All the resolution indicates is that there was support within Te Kauhanganui for the plaintiff’s costs to be met, not that the issue of costs is settled or determined.

[36] The support for payment of Mrs Martin’s costs by the iwi representatives on Te Kauhanganui is most likely one aspect of the division between that aspect of the governance, and the executive represented by Te Arataura. It is not a matter of taking sides, in acknowledging the wish of the elected representatives, but their view is nonetheless a factor confirming the appropriateness of treating this claim for costs

as one appropriately met on an indemnity basis.

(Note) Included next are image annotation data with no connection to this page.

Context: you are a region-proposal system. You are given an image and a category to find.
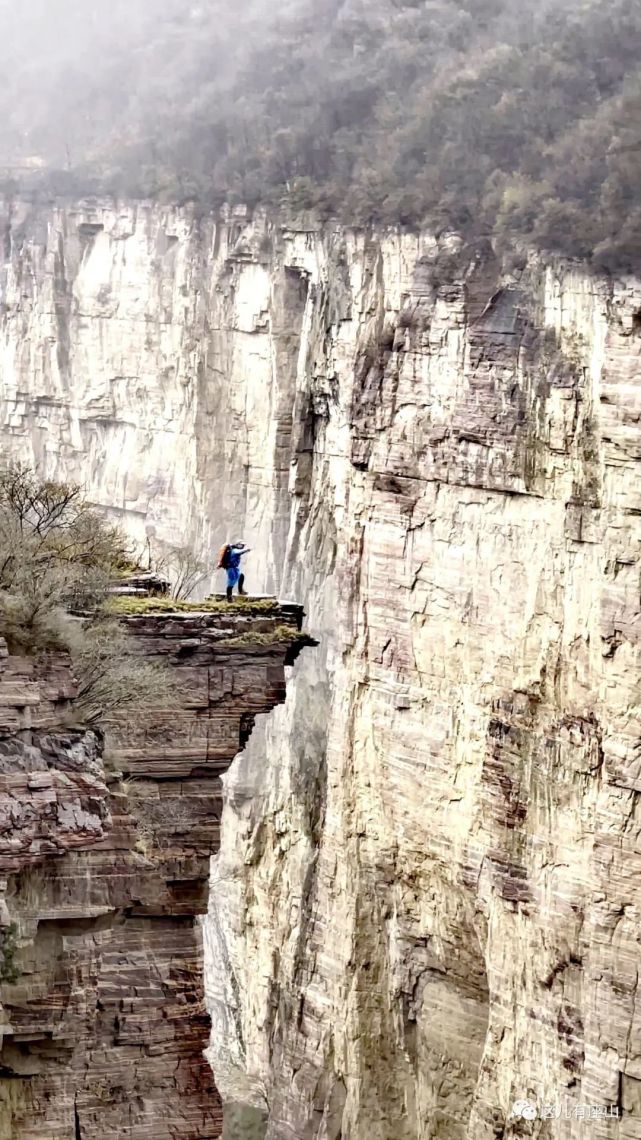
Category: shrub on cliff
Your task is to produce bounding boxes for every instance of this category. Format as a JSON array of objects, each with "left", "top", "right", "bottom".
[
  {"left": 0, "top": 465, "right": 180, "bottom": 724},
  {"left": 0, "top": 464, "right": 130, "bottom": 652}
]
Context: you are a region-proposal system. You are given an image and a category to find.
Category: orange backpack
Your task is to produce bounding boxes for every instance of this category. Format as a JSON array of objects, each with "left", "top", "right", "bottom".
[{"left": 218, "top": 543, "right": 232, "bottom": 570}]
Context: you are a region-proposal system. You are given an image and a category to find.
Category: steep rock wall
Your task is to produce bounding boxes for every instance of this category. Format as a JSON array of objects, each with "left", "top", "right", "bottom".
[
  {"left": 0, "top": 606, "right": 306, "bottom": 1140},
  {"left": 0, "top": 204, "right": 641, "bottom": 1140}
]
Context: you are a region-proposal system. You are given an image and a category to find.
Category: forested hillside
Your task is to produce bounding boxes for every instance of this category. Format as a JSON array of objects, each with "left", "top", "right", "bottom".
[{"left": 0, "top": 0, "right": 641, "bottom": 269}]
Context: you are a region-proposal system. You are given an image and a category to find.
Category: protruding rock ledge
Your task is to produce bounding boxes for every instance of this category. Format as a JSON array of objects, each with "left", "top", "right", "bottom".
[{"left": 0, "top": 600, "right": 315, "bottom": 1140}]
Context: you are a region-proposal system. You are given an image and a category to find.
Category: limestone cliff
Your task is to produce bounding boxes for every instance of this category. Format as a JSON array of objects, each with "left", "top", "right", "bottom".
[
  {"left": 0, "top": 606, "right": 306, "bottom": 1140},
  {"left": 0, "top": 203, "right": 641, "bottom": 1140}
]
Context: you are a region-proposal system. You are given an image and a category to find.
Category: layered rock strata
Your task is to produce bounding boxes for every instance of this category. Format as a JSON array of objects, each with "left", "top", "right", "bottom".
[
  {"left": 0, "top": 203, "right": 641, "bottom": 1140},
  {"left": 0, "top": 605, "right": 307, "bottom": 1140}
]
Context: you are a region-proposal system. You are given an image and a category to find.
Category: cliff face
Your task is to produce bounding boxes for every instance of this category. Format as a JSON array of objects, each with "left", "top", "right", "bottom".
[
  {"left": 0, "top": 606, "right": 303, "bottom": 1140},
  {"left": 0, "top": 205, "right": 641, "bottom": 1140}
]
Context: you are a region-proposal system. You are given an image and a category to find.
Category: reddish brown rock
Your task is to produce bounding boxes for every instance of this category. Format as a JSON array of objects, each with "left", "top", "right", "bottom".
[{"left": 0, "top": 608, "right": 308, "bottom": 1140}]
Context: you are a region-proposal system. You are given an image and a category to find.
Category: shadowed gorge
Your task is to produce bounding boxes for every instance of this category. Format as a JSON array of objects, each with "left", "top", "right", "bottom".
[
  {"left": 0, "top": 200, "right": 641, "bottom": 1140},
  {"left": 0, "top": 605, "right": 309, "bottom": 1140}
]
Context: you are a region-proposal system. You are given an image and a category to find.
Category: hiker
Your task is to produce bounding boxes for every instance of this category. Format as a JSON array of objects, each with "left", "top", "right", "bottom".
[{"left": 218, "top": 543, "right": 250, "bottom": 602}]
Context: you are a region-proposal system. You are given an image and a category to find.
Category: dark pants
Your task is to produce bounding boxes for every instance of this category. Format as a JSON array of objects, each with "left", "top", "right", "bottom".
[{"left": 227, "top": 573, "right": 245, "bottom": 602}]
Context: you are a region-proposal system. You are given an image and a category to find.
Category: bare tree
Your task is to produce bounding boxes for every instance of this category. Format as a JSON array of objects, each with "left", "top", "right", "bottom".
[
  {"left": 148, "top": 542, "right": 210, "bottom": 601},
  {"left": 0, "top": 466, "right": 177, "bottom": 724}
]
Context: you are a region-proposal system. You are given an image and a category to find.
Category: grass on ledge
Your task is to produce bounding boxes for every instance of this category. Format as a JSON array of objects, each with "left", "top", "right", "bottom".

[37] In the end, Te Arataura has indicated that it wished the issue of costs to be resolved by Court order, and I am satisfied that Mrs Martin is entitled to costs on an indemnity basis for the costs of and incidental to the proceedings, including her costs on the dispute in relation to costs. Those were quantified, at the time of Mr Brant’s submissions in support of the costs claim, at $26,755.54, and $10,126.13.


Dobson J


[1] See Minute of 2 June 2011.
[2] Re Buckton [1907] 2 Ch 406.
[3] At 414-415.
[4] At 415.
[5] Waitara Leaseholders Association Inc v New Plymouth District Council HC New Plymouth CIV-2004-443-162, 20 December 2005.
[6] Waitara Leaseholders Association Inc v New Plymouth District Council HC New Plymouth CIV-2004-443-162, 4 November 2005, which decision was reversed by the Court of Appeal in New Plymouth District Council v Waitara Leaseholders Association Inc [2007] NZCA 80, confirmed by the Supreme Court at [2007] NZSC 44.
[7] 20 December 2005 judgment at [14].

[8] Defendants’ submissions as to costs, 20 April 2011, at [25.1(a)].